Airtable or Smartsheet:

  • Database structure
  • Multiple views (by department, category, priority)
  • Collaboration features
  • Status tracking

For Large Inventories (75+ problems):

Project management tool (Jira, Asana, Monday):

  • Complex workflows
  • Dependencies tracking
  • Integration with implementation work
  • Reporting capabilities

Or build custom database (Excel/Google Sheets with structure):

  • Full control
  • Custom reporting
  • Pivot tables for analysis
  • Low cost

The Meta-Principle: Inventory Quality Determines Engagement Quality

A comprehensive, well-structured problem inventory is the strategic asset that makes everything else possible.

It’s the difference between:

  • ❌ Vague “we should improve things” → ✅ Data-driven roadmap with ROI projections
  • ❌ Political debates about priorities → ✅ Objective scoring and defensible decisions
  • ❌ Solutions that miss the mark → ✅ Solutions that address root causes
  • ❌ Initiatives that stall → ✅ Clear ownership and success metrics

Invest heavily in inventory quality. Everything downstream depends on it.

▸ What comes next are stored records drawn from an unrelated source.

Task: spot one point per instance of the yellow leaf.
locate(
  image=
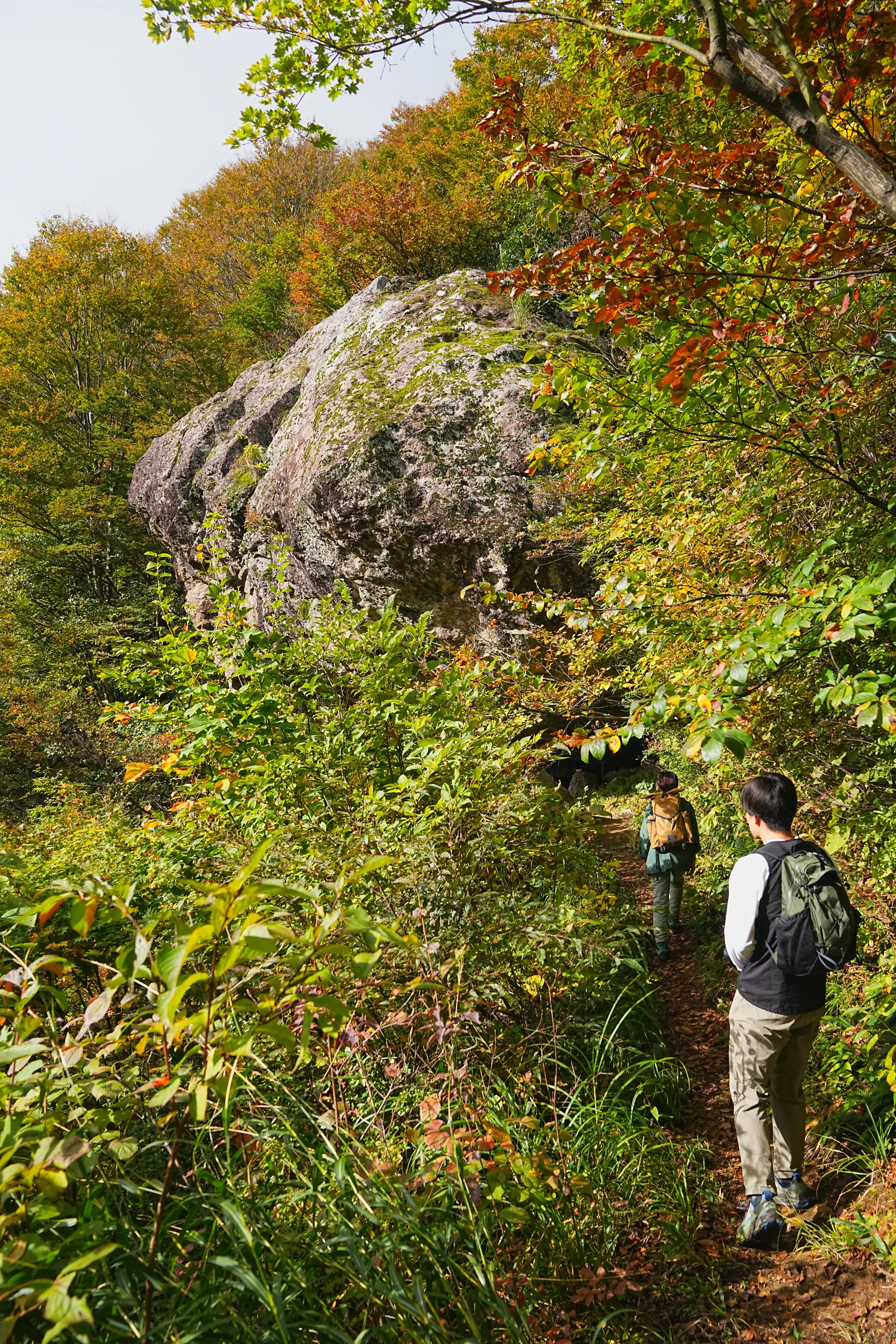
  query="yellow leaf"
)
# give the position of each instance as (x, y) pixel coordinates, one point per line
(136, 771)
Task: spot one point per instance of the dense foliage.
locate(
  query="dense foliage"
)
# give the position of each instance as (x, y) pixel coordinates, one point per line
(235, 1099)
(322, 1014)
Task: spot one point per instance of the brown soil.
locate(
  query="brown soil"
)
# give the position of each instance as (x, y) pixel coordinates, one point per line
(805, 1293)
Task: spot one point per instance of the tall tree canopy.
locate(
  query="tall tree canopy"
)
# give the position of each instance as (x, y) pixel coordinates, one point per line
(817, 69)
(97, 352)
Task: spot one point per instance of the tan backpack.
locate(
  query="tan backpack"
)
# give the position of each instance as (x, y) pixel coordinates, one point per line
(668, 823)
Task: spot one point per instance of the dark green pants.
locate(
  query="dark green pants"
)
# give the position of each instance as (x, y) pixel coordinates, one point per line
(667, 902)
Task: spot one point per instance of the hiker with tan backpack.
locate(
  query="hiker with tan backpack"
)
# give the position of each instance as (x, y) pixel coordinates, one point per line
(670, 842)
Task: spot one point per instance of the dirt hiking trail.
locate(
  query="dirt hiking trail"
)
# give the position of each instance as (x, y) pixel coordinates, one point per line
(808, 1295)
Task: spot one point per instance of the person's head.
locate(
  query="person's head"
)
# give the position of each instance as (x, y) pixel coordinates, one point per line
(770, 799)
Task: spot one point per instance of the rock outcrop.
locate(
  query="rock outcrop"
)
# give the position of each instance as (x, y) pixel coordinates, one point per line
(389, 449)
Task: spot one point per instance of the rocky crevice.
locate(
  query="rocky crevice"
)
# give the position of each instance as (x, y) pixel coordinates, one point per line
(389, 449)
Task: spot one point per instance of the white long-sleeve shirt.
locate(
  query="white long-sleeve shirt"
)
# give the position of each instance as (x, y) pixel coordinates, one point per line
(746, 886)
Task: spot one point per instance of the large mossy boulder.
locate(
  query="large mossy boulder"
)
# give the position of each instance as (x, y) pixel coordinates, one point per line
(389, 447)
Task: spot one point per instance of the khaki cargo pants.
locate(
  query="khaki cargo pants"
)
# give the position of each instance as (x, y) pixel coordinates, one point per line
(768, 1057)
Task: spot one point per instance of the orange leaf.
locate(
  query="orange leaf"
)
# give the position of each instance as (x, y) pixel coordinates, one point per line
(136, 771)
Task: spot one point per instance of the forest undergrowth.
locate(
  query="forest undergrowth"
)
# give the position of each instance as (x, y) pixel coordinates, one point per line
(832, 1276)
(352, 1034)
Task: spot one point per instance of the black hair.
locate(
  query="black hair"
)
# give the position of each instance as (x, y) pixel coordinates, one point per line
(773, 799)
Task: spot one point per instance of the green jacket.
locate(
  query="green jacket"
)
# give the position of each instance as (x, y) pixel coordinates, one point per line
(676, 861)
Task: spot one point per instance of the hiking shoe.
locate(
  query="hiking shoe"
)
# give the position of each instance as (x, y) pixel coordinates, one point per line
(762, 1224)
(794, 1193)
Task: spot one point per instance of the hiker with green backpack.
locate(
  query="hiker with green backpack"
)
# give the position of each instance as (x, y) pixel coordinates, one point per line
(789, 924)
(670, 842)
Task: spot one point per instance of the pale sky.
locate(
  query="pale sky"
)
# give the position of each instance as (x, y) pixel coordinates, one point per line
(103, 123)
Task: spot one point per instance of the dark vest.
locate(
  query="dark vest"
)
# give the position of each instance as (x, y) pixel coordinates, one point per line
(762, 984)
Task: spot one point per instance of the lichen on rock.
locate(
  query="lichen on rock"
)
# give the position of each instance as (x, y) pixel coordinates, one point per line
(389, 447)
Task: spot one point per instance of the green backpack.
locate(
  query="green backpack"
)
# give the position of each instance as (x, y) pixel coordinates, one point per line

When an executive asks “Why are we spending $100K on this?”, you point to the inventory:

“Because we quantified that this problem cluster costs us $180K/year, affects 4 departments, and is driving analyst turnover. Here’s the data. Here are the sources. Here’s the ROI calculation. This is defensible.”

That’s the power of a comprehensive problem inventory.


What aspects of problem inventory creation are you most concerned about? Quantification methodology? Getting honest input? Avoiding analysis paralysis? Managing scope creep? Handling problems that cross organizational boundaries?